Anno nuovo, vita nuova

Anno nuovo, vita nuova! Non proprio, almeno per il nostro Paese. I vecchi mali rimangono lì, fermi come macigni. Nonostante gli auspici di fine anno del presidente della Repubblica, Sergio Mattarella e i suoi elogi alla forza patria, davanti a noi si apre un anno complicatissimo.

Non vi è soltanto il rebus del Quirinale, di chi salirà al Colle per rappresentare l’unità nazionale, garantire l’osservanza della Costituzione, presiedere il Consiglio superiore della Magistratura e il Consiglio superiore di Difesa, nominare giudici costituzionali o sciogliere le Camere. Partita, quella quirinalizia, assai importante, ma destinata a chiudersi nel giro di qualche settimana, vada come vada.

Vi è di più e di molto più duraturo, mali antichi e moderni, interni ed internazionali. Ne elenco alcuni, a mo’ di post-it.

Il primo che balza agli occhi, oltre a quello del malefico virus, è il gigantesco debito pubblico, che veleggia verso duemilasettecento miliardi di euro, roba mai vista nella storia italiana, neppure durante le grandi guerre e le ricostruzioni post-belliche.

Si dirà: sebbene così alto, il debito è compensato dalla crescita economica di questi mesi, anch’essa significativa.

Lasciamo perdere facili discorsi che, come diceva Antonio Gramsci, sono buoni solo per chi vende fumo allo scopo di nascondere il bruciato della pentola. Ad oggi la crescita è poco più di un’illusione matematica, drogata da una quantità straordinaria di moneta riversata sul mercato, da miliardi e miliardi di prestiti pubblici all’imprenditoria e sovvenzioni al mercato del lavoro, da sospensioni di pagamenti di debiti erariali e commerciali, da rimbalzi dei consumi e da frenate degli interessi sul debito. La competenza e l’autorevolezza di Mario Draghi hanno fatto il resto per calmierare mercati e forze speculative.

Il secondo, grande problema è dato dalla disoccupazione. Non si tratta di crisi congiunturale, affrontabile con “ammortizzatori” di varia natura e durata. La crisi è ormai strutturale. Per superarla occorrono piani industriali nazionali ed europei in grado di “prevedere” e progettare quel che sarà. Compito difficilissimo, che solo politici e parlamentari competenti e scientificamente attrezzati potranno essere in grado di portare a termine.
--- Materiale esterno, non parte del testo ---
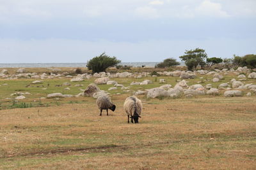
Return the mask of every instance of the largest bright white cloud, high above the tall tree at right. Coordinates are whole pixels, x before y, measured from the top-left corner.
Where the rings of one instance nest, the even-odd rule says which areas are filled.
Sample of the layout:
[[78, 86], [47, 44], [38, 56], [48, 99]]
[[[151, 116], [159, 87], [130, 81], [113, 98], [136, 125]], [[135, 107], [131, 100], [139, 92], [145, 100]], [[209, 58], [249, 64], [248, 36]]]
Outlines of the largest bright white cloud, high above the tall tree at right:
[[222, 10], [220, 3], [212, 3], [209, 0], [203, 1], [200, 6], [195, 9], [198, 15], [212, 16], [212, 17], [230, 17], [226, 11]]

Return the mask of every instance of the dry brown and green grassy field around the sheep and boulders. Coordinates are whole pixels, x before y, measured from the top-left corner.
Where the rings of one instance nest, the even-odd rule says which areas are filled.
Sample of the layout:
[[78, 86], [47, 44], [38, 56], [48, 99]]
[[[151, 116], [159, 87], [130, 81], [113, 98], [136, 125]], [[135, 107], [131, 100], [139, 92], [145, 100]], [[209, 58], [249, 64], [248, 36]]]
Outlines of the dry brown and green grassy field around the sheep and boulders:
[[[202, 79], [189, 80], [189, 85]], [[158, 77], [175, 85], [173, 77]], [[204, 79], [211, 78], [204, 76]], [[234, 75], [225, 76], [218, 87]], [[115, 78], [128, 86], [131, 81], [155, 78]], [[0, 80], [0, 169], [255, 169], [256, 97], [201, 96], [192, 99], [146, 99], [140, 124], [127, 124], [122, 105], [130, 92], [109, 91], [115, 112], [99, 117], [92, 97], [44, 99], [52, 92], [78, 94], [92, 80], [56, 87], [68, 79]], [[255, 83], [248, 80], [245, 83]], [[7, 85], [4, 85], [7, 84]], [[49, 85], [48, 85], [49, 84]], [[83, 87], [74, 87], [83, 84]], [[99, 85], [107, 90], [111, 85]], [[42, 90], [47, 88], [46, 90]], [[30, 92], [15, 103], [13, 92]], [[115, 95], [120, 93], [120, 95]], [[12, 97], [11, 97], [12, 98]], [[31, 104], [19, 108], [21, 103]]]

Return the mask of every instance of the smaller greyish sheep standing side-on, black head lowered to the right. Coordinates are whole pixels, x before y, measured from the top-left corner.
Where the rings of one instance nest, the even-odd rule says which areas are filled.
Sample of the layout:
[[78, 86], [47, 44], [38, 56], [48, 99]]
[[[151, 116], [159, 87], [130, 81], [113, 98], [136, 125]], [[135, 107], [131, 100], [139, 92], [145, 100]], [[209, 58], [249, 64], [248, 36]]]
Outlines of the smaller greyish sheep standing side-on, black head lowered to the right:
[[115, 111], [116, 109], [115, 104], [113, 104], [111, 99], [106, 95], [102, 95], [98, 97], [98, 99], [96, 100], [96, 104], [100, 109], [100, 116], [101, 116], [102, 110], [107, 110], [107, 116], [108, 116], [108, 110]]

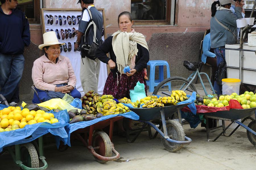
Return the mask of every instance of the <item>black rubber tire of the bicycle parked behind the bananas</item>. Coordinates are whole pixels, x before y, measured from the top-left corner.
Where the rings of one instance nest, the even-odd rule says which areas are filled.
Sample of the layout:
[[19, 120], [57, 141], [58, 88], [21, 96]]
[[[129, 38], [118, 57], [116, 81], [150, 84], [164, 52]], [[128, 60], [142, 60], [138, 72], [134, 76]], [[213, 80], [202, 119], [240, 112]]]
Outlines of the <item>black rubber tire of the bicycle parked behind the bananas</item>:
[[[158, 86], [156, 86], [156, 88], [154, 89], [153, 94], [157, 94], [157, 95], [159, 95], [159, 96], [166, 96], [166, 95], [160, 93], [160, 89], [161, 89], [166, 83], [172, 82], [172, 81], [180, 81], [180, 82], [189, 84], [189, 80], [187, 80], [187, 79], [185, 79], [185, 78], [183, 78], [183, 77], [170, 77], [170, 78], [167, 78], [167, 79], [163, 80], [161, 83], [159, 83]], [[197, 92], [197, 89], [195, 88], [195, 86], [194, 86], [192, 83], [189, 85], [189, 87], [191, 88], [191, 90]], [[166, 86], [164, 86], [164, 88], [165, 88], [165, 91], [169, 91], [169, 89], [166, 88]], [[177, 88], [177, 89], [171, 89], [171, 91], [172, 91], [172, 90], [179, 90], [179, 89], [178, 89], [178, 88]], [[171, 93], [172, 93], [172, 92], [170, 92], [170, 94], [171, 94]], [[192, 94], [192, 92], [189, 92], [189, 91], [187, 91], [187, 90], [185, 90], [185, 93], [186, 93], [186, 94]]]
Il terzo si lega ai precedenti mali ed attiene alla crescita della povertà. Inutile far finta che il fenomeno non esista o sia un’invenzione dei preti o delle associazioni del terzo settore. Il fenomeno esiste ed è drammatico. Volontariato e “carità” non bastano più se si vuole che esso non degeneri in cancro sociale.

Il quarto riguarda le riforme strutturali. Il Governo in carica, come ha detto il suo presidente nella conferenza di fine anno, ne ha avviate parecchie. Di strada da percorrere, però, ve ne è ancora moltissima, così come numerose sono le riforme ancora da impiantare.

Fra queste primeggia la riforma fiscale. Le misure della legge di bilancio non costituiscono una riforma. Esse si limitano ad una diversa, modestissima redistribuzione del peso dell’Irpef tra i contribuenti. Come scrissi su queste colonne qualche mese fa, l’Italia ha bisogno di una riforma in grado di rovesciare il sistema. Le sforbiciate sono inutili perché, alla resa dei conti, finiscono per disperdere denaro pubblico senza ritorno.

E poi vi è un’altra gigantesca riforma, indispensabile come il pane: quella della giustizia. Solo qualche passo è stato avanzato con le leggi della ministra Marta Cartabia, ma il grosso del lavoro è ancora da fare. Una giustizia funziona non solo se ci sono più aule giudiziarie, cancellieri o magistrati. Funziona se funziona il diritto, se le leggi sono poche e scritte come Dio comanda, se i princìpi fondamentali sono rispettati da chi le scrive e da chi le applica, se si privilegia la realtà, piuttosto che la forma e le virgole.

Un 2022 pieno zeppo di cose da fare, allora. La speranza è che non trascorra invano. Auguri!